An Opening Reception will be held on Friday, December 3, 5 -7 PM.
The gallery is located in the Railyard Arts District at 554 South Guadalupe Street.
Inside the spacious, open gallery of are five white plinths, each topped with a single seven-inch spherical sculpture by founding member of the Light and Space movement, Helen Pashgian. Conceptually it is hard to imagine how a mere 900 volume-inches of sculpture could possibly hold their own in such as vast space. And yet they do.
Inside the spacious, open gallery are five white plinths, each topped with a single seven-inch spherical sculpture by founding member of the Light and Space movement, Helen Pashgian. Conceptually it is hard to imagine how a mere 900 volume-inches of sculpture could possibly hold their own in such as vast space. And yet they do.

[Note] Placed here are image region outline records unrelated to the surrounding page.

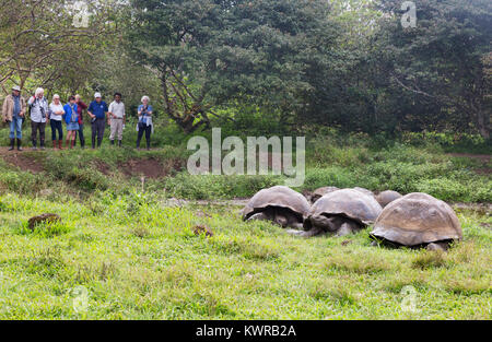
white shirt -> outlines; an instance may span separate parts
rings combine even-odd
[[[120,102],[119,104],[114,101],[109,105],[109,113],[113,113],[117,118],[122,119],[125,116],[125,104]]]
[[[61,105],[61,103],[59,105],[50,104],[49,111],[51,111],[51,117],[50,117],[51,120],[61,121],[61,115],[55,114],[58,111],[63,111],[63,114],[65,114],[65,109],[63,109],[63,106]]]

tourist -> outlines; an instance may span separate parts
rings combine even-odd
[[[104,130],[106,129],[107,104],[103,101],[101,93],[94,94],[93,101],[87,108],[87,114],[91,117],[92,127],[92,149],[95,149],[95,139],[97,137],[97,148],[101,148],[104,138]]]
[[[63,105],[60,102],[60,95],[55,94],[52,96],[52,102],[49,105],[49,125],[51,126],[51,140],[52,140],[52,148],[63,150],[62,142],[63,142],[63,128],[61,127],[61,120],[65,115]],[[57,139],[57,131],[58,131],[58,139]]]
[[[122,129],[126,121],[125,104],[121,102],[121,94],[115,94],[115,101],[109,105],[109,118],[112,133],[109,135],[110,144],[115,144],[115,138],[118,138],[118,146],[121,148]]]
[[[153,132],[154,126],[152,123],[152,106],[149,105],[149,96],[142,97],[142,104],[138,108],[139,123],[137,125],[138,138],[137,138],[137,149],[140,150],[140,141],[142,140],[143,133],[145,133],[147,150],[150,150],[150,138]]]
[[[27,104],[31,114],[31,139],[33,150],[37,150],[37,131],[39,131],[39,146],[45,150],[45,128],[48,115],[48,102],[45,98],[45,91],[38,87]]]
[[[65,121],[67,122],[67,148],[73,149],[75,133],[79,131],[79,113],[75,104],[75,96],[70,96],[65,105]]]
[[[2,119],[3,122],[10,125],[10,149],[15,148],[15,138],[17,139],[17,150],[22,151],[22,121],[25,117],[26,103],[21,96],[21,87],[15,85],[12,87],[12,94],[8,95],[3,101]]]
[[[80,97],[80,95],[75,95],[75,104],[77,104],[77,114],[79,114],[79,139],[80,139],[80,146],[82,149],[85,148],[85,138],[84,138],[84,110],[87,109],[87,105],[84,104]],[[75,141],[73,142],[73,145],[77,145],[77,133],[75,133]]]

Each sphere is brilliant. An incandescent beacon of color and light. Banded and infused with color, or shadowed strangely with internal shapes and occlusions that shift and change as the viewer moves around the sphere, and as the light in the gallery shifts and changes with the day – the sculptures draw and hold the gaze.
Pashgian sits firmly among the founding members of the California Light and Space movement, though she may not always have been given as much recognition as her position, and work, warranted. Having graduated from Pomona College in 1956, Pashgian went on to study at Columbia and get her MA at Boston University. She then went on to begin a PhD in Art History at Harvard with an eye toward work in academia or a museum. It was during this time, while teaching an applied art class at a local high school, that two things converged for Pashgian. First, she found herself missing the quality of the light and open spaces of California and second, while teaching, she stumbled upon transparent ceramic glazes and became fascinated with how they interacted with the light. This happy coincidence prompted her to quit her PhD, move back to California, and begin making art herself.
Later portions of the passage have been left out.